My objective is to drive and assist software development teams to find and resolve performance issues with software systems and benchmark the software. Additionally my objective is to assist with documenting the product's performance characteristics for use in setting the performance expectations of the product for the sales teams, customers and their end users, and the product support teams.
A dept/team I had previously worked for at IBM contacted me for a recent short term contract opportunity. They had a performance issue that had been lingering for over 3 years. The issue related to offloading data from the mainframe and placing it into a distributed DB warehouse. Development had estimated it would take 3 person years to rewrite the code involved in the performance issue. Working with a developer, I isolated 2 problem loops in the code. Development modified those loops resulting in an hourly CPU reduction of 55-75% depending on the data involved for the zOS system. I was awarded the department employee of the month and the manager worked hard and found the funds to extend my contract to work on another project.
The next project was with Tivoli Remote Control 5.1. The system required 15 hours to populate contact information for 100,000 desktops. The DB server was pegged whereas the Websphere Application Server was not very busy. Development were looking to go to a clustered DB in an attempt to improve performance scalability. Something didn't make sense, why would inserting 100,000 rows needed a clustered DB. I profiled the DB calls using DB2 snapshots and DB2 event monitors. Working with development was able to put a plan in place to reduce the DB calls per discovered target from 73 down to just 2. Additionally profiled the WAS J2EE application code and made numerous recommendations for reducing code path lengths.

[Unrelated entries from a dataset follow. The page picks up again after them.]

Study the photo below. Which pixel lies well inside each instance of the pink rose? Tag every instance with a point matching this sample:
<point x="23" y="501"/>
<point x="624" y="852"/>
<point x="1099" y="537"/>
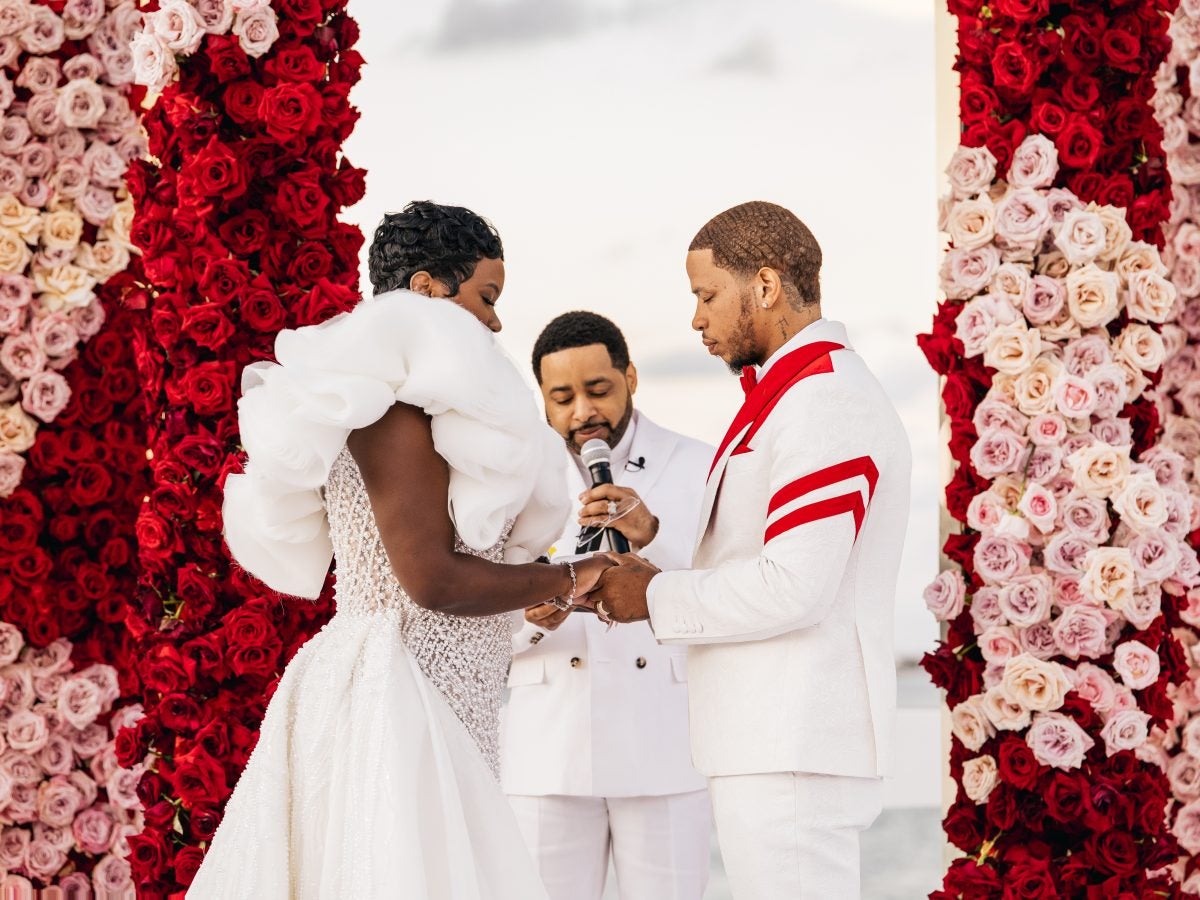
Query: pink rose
<point x="1137" y="664"/>
<point x="22" y="355"/>
<point x="27" y="731"/>
<point x="946" y="594"/>
<point x="1056" y="741"/>
<point x="1074" y="396"/>
<point x="45" y="395"/>
<point x="1000" y="558"/>
<point x="90" y="741"/>
<point x="57" y="757"/>
<point x="1187" y="827"/>
<point x="1021" y="219"/>
<point x="971" y="171"/>
<point x="58" y="802"/>
<point x="94" y="831"/>
<point x="1183" y="773"/>
<point x="112" y="876"/>
<point x="13" y="847"/>
<point x="985" y="610"/>
<point x="1116" y="432"/>
<point x="52" y="659"/>
<point x="1038" y="640"/>
<point x="1025" y="600"/>
<point x="79" y="702"/>
<point x="997" y="451"/>
<point x="1080" y="630"/>
<point x="1000" y="643"/>
<point x="45" y="859"/>
<point x="1095" y="685"/>
<point x="1039" y="507"/>
<point x="81" y="105"/>
<point x="123" y="787"/>
<point x="1085" y="354"/>
<point x="994" y="413"/>
<point x="1067" y="553"/>
<point x="43" y="35"/>
<point x="1035" y="162"/>
<point x="965" y="273"/>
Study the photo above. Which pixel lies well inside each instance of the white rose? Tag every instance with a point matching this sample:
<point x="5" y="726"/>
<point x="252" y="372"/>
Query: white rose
<point x="1080" y="237"/>
<point x="979" y="777"/>
<point x="1012" y="348"/>
<point x="1092" y="295"/>
<point x="972" y="223"/>
<point x="971" y="171"/>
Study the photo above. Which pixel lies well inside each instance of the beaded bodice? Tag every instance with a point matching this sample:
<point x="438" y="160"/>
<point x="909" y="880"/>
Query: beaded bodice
<point x="465" y="658"/>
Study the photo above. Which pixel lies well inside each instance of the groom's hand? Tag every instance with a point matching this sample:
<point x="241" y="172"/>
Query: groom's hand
<point x="622" y="588"/>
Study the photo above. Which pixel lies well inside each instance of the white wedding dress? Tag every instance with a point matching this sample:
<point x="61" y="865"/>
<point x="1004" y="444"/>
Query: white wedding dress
<point x="376" y="769"/>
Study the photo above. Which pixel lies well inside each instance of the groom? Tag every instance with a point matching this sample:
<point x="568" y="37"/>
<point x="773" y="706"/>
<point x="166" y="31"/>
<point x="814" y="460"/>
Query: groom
<point x="787" y="610"/>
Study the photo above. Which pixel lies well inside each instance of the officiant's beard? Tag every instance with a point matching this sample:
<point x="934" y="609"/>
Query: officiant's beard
<point x="744" y="353"/>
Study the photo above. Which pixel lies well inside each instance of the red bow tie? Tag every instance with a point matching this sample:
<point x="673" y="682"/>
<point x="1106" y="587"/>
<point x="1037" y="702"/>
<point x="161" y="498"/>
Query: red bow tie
<point x="749" y="379"/>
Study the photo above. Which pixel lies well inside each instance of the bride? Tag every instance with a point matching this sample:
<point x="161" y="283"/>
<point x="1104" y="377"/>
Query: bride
<point x="400" y="442"/>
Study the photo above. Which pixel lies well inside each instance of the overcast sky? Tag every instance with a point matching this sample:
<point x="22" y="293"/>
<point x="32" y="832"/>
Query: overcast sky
<point x="600" y="135"/>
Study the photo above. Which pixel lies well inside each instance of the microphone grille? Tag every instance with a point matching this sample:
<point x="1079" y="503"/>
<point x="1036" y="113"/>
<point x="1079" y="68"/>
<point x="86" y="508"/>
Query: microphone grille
<point x="594" y="451"/>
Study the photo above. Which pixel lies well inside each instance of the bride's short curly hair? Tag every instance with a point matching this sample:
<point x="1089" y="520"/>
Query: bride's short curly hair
<point x="444" y="241"/>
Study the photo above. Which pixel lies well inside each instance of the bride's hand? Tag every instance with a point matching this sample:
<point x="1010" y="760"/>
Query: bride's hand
<point x="587" y="574"/>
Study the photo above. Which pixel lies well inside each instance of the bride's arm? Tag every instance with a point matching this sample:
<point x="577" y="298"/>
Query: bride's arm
<point x="408" y="483"/>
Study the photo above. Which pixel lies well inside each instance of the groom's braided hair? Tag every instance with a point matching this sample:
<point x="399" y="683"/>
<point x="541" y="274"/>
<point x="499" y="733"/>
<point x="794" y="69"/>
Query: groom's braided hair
<point x="444" y="241"/>
<point x="759" y="234"/>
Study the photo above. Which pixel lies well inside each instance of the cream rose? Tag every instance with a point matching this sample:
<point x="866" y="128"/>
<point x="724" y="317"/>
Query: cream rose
<point x="1038" y="685"/>
<point x="1092" y="295"/>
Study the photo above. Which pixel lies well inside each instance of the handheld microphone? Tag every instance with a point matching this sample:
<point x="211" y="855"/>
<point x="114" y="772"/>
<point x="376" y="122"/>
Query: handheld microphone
<point x="597" y="456"/>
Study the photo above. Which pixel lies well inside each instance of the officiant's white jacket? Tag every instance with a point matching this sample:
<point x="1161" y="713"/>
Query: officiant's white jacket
<point x="598" y="713"/>
<point x="787" y="612"/>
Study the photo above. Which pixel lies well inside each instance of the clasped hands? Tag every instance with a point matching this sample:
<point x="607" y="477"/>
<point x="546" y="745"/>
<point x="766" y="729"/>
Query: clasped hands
<point x="613" y="582"/>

For the last completed project as an IBM employee I started with a multi user Portal product based on a JCR DB. The application was not able to support a single user with acceptable response times. I worked with the development teams to isolate, understand, and resolve the performance issues resulting in the product shipping on time and exceeding the prior release's performance by 9x at the highest levels of system load. The steps I lead the team through included:
a complete revamping of the out dated workload and LoadRunner scripts to drive much more meaningful user scenarios
tracing each JCR call made by the application
worked with application development to understand what they were actually attempting to do
then worked with the JCR development team to either
recommend using a better set of JCR APIs
or a change in JCR API parms
or worked with JCR create a new API
or worked with JCR improve the existing API's performance.
Again, the resulting changes lead to a 9x improvement in the scalability of the number of supported concurrent users with acceptable response times vs the prior release which did not utilize a JCR DB.
IBM is continuing significant restructuring, which has affected many positions, including my own. I've enjoyed my experience at IBM and learned many skills both technical and non-technical. I am excited by the opportunity to bring the extensive experience, knowledge, and skills I've gained at IBM to bear on the performance of the software systems of other software development teams and their software projects.
The key strengths I bring are:
1. I bring considerable experience identifying and resolving all varieties of performance problems in software systems during: product development, test, product support, and directly with customers' implementations. Adding this type of experience to a product development team results in eliminating road blocks to shipping the product on time and on budget. It also results in improved return on investment and improved customer satisfaction.
2. The ability to team with development, test, customers, and management to identify the key performance issues and develop and execute an action plan to resolve them.
3. I am a team player, looking to find the win-win resolution between the various product development camps during the isolation and resolution of performance issues.